What could be my problem?
Peroneal tendons run on the outside of the ankle just behind the bone called the fibula to the outside edge of the foot to the base of the fifth metatarsal. When peroneal tendonitis occurs there is enlargement and thickening with swelling of the tendon.
What causes Peroneal Tendonitis?
- Usually the result of overuse due to repetitive activity that irritates the tendon over long periods of time.
- Improper athletic training or rapid increases in training
- Improper footwear
- People with a hind foot various posture, where the heel is slightly turned inwards requiring the peroneal tendons to work harder
When to see a doctor for foot pain that could be Peroneal Tendonitis:
- If you have pain and swelling around the outer edge of the foot and/or the back of the ankle.
If I have Peroneal Tendonitis, what are my treatment options?
- Ankle brace
- Walking boot
- Custom orthotics for hind foot various deformity
- Proper footwear to support the foot structure
- Physical therapy
If foot and/or ankle pain continues after four to six weeks of conservative treatment, one or more of the following surgical procedures may be indicated for proper healing:
- An incision is made along the outside of your foot or ankle, the foot surgeon opens the sheath surrounding your peroneal tendons and inspects the tendons for any tears.
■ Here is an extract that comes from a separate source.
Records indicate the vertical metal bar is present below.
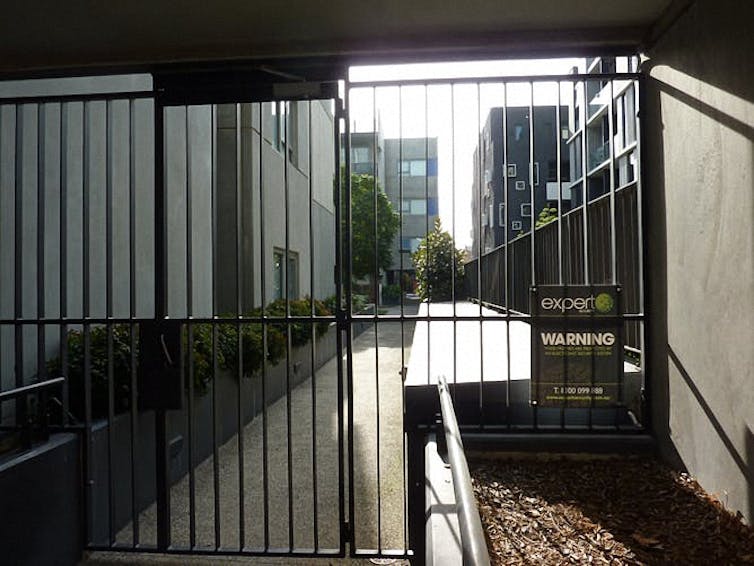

If less than 50% of the tendon has tears running through it the tendon tissue usually can be sewn back together with sutures.
- If more than 50% of the tendon is torn or frayed then your surgeon generally performs a procedure called tenodesis. The damaged portion of the tendon is cut away and the remaining portion is sutured to the other peroneal tendon next to it.
In cases where the tendon has dislocated, the tissue that typically holds your peroneal tendons in the tunnel behind your fibula is loose. Suturing this tissue (retinaculuar) back to itself can tighten the tendon tunnel. A tighter tunnel helps prevent further tendon dislocations.